• 1 taza de lentejas
  • 2 rebanadas gruesas de piña madura
  • 1 plátano macho
  • 1 jitomate maduro, grande
  • 1/4 de cebolla
  • 1 diente de ajo
  • 4 cucharadas de aceite
  • Sal

1. Limpie las lentejas para quitarles cualquier piedrita o restos de tallitos secos que pudieran tener. Enjuáguelas con agua fría.

2. Licue juntos el jitomate, la cebolla y el ajo con unas 3 cucharadas de agua. Ponga a calentar el aceite en la olla de presión y cuele en ella lo licuado.

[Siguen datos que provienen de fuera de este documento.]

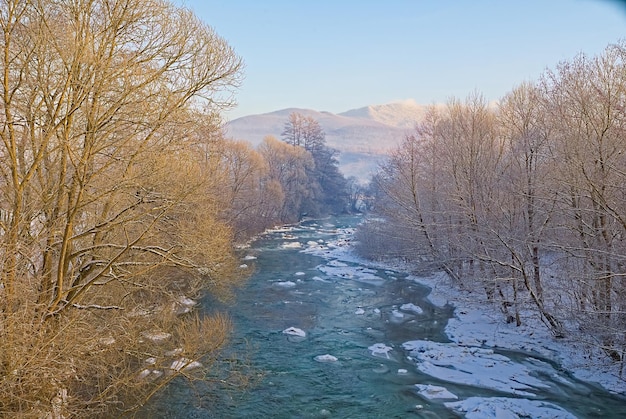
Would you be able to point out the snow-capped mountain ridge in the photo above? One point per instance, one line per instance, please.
(363, 136)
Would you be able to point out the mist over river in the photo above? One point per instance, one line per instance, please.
(327, 335)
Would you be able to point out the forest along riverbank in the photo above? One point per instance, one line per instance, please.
(330, 335)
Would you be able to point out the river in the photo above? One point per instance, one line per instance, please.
(326, 336)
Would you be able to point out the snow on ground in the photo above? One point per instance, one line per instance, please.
(475, 367)
(507, 408)
(478, 325)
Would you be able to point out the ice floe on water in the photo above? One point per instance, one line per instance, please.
(411, 307)
(431, 392)
(326, 358)
(284, 284)
(474, 366)
(360, 274)
(380, 349)
(507, 408)
(294, 331)
(291, 245)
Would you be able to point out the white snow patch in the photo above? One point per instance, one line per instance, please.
(325, 358)
(474, 367)
(397, 315)
(412, 307)
(291, 245)
(294, 331)
(380, 349)
(185, 364)
(157, 337)
(285, 284)
(431, 392)
(507, 408)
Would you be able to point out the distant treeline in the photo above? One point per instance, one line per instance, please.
(525, 199)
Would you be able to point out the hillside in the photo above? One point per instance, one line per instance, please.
(363, 136)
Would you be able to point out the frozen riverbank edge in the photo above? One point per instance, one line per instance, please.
(477, 322)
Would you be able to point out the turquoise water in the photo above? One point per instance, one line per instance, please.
(320, 296)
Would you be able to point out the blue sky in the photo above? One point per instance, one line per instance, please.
(336, 55)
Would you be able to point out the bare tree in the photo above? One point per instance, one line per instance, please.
(106, 227)
(303, 131)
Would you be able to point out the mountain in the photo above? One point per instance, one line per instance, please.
(363, 136)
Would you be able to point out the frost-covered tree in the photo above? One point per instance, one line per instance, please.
(107, 221)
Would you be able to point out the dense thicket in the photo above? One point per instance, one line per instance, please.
(110, 212)
(525, 200)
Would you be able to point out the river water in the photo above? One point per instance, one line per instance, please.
(361, 316)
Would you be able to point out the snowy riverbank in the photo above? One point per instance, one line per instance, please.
(477, 328)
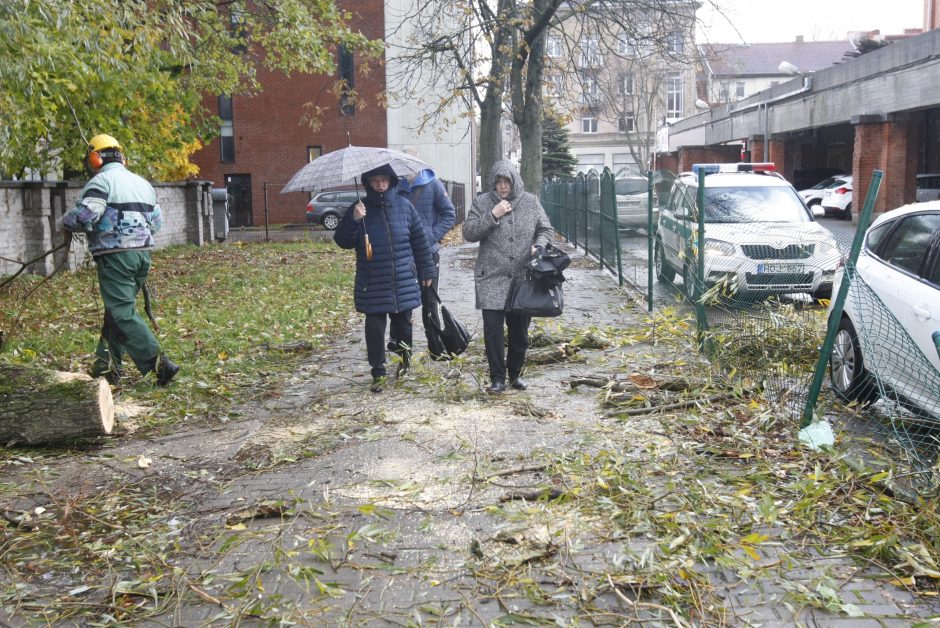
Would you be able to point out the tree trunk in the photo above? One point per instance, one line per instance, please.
(489, 153)
(39, 406)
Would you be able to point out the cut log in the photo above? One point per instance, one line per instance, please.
(39, 406)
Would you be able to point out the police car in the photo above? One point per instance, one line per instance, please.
(760, 238)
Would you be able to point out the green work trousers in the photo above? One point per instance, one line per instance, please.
(120, 277)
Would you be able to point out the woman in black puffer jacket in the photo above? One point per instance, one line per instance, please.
(387, 286)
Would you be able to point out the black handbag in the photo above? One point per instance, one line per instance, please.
(447, 337)
(528, 296)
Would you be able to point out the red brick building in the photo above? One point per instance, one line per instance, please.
(265, 139)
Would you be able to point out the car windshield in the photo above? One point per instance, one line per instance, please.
(630, 186)
(825, 183)
(754, 204)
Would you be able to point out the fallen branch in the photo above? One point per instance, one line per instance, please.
(512, 471)
(672, 406)
(548, 494)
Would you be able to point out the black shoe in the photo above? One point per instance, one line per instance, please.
(112, 375)
(166, 370)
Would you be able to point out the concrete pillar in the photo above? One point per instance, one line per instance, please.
(888, 144)
(689, 155)
(778, 154)
(755, 144)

3. Fría el recaudo (recaudo=jitomate, cebolla y ajo) hasta que esté bien sazonado, es decir, hasta que empiece a separarse del aceite. Mientras tanto, corte las rebanadas de piña en pedazos de unos 3 cm de largo, y el plátano en rebanadas sesgadas.

4. Eche a la olla las lentejas y la fruta, unas 5 tazas de agua y 1/2 cucharadita de sal. Tape la olla y deje que las lentejas se cuezan de 30 a 45 minutos, según sea el tiempo de almacenaje de las lentejas.

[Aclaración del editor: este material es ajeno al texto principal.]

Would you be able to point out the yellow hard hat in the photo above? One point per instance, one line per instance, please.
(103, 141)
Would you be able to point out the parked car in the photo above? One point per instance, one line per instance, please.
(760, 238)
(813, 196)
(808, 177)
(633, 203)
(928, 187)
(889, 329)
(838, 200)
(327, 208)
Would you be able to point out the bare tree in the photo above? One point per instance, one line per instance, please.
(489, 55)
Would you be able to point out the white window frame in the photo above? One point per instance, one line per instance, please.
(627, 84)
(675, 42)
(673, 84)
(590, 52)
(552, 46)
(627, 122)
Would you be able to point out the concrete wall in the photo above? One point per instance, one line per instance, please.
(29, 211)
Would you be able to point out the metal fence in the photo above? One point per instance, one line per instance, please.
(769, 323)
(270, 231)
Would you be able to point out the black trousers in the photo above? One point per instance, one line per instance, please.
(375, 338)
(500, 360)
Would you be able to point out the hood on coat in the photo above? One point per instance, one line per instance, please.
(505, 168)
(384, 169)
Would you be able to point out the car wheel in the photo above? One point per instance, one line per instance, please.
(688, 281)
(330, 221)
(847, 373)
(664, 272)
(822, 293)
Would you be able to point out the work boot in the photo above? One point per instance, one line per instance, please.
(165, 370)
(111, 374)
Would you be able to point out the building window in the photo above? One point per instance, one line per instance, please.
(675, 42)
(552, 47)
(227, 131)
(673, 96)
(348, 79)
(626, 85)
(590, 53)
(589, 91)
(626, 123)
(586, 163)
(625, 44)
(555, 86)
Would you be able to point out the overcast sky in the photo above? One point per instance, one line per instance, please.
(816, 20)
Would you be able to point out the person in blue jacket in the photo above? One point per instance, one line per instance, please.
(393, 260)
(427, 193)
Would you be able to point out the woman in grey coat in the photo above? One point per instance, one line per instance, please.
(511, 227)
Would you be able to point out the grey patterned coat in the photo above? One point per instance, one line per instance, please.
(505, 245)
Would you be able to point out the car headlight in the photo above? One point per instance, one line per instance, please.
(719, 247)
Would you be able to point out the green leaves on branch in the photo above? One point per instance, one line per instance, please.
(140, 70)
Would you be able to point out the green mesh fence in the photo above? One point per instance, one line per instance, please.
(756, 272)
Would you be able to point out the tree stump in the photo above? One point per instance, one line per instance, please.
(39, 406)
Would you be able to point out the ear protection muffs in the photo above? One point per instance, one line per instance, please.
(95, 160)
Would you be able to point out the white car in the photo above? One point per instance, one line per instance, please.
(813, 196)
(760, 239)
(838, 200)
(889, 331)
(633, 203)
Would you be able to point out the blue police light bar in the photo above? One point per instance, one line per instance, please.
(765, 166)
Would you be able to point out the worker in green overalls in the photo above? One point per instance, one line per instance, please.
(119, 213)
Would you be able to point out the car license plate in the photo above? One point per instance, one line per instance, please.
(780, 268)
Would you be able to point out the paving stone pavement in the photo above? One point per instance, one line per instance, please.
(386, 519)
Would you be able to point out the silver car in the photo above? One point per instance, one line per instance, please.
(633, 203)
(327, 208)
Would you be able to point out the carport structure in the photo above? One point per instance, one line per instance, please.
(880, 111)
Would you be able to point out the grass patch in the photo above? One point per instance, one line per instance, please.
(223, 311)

5. Al cabo de ese tiempo, enfríe la olla bajo el chorro del agua fría, destápela y pruebe las lentejas: si están un poco aguadas, deje que se cuezan destapadas unos 10 o 15 minutos más; si por el contrario, están algo secas, añádales un poco de agua caliente.

6. En ambos casos, rectifique la cantidad de sal. Listas para servirse.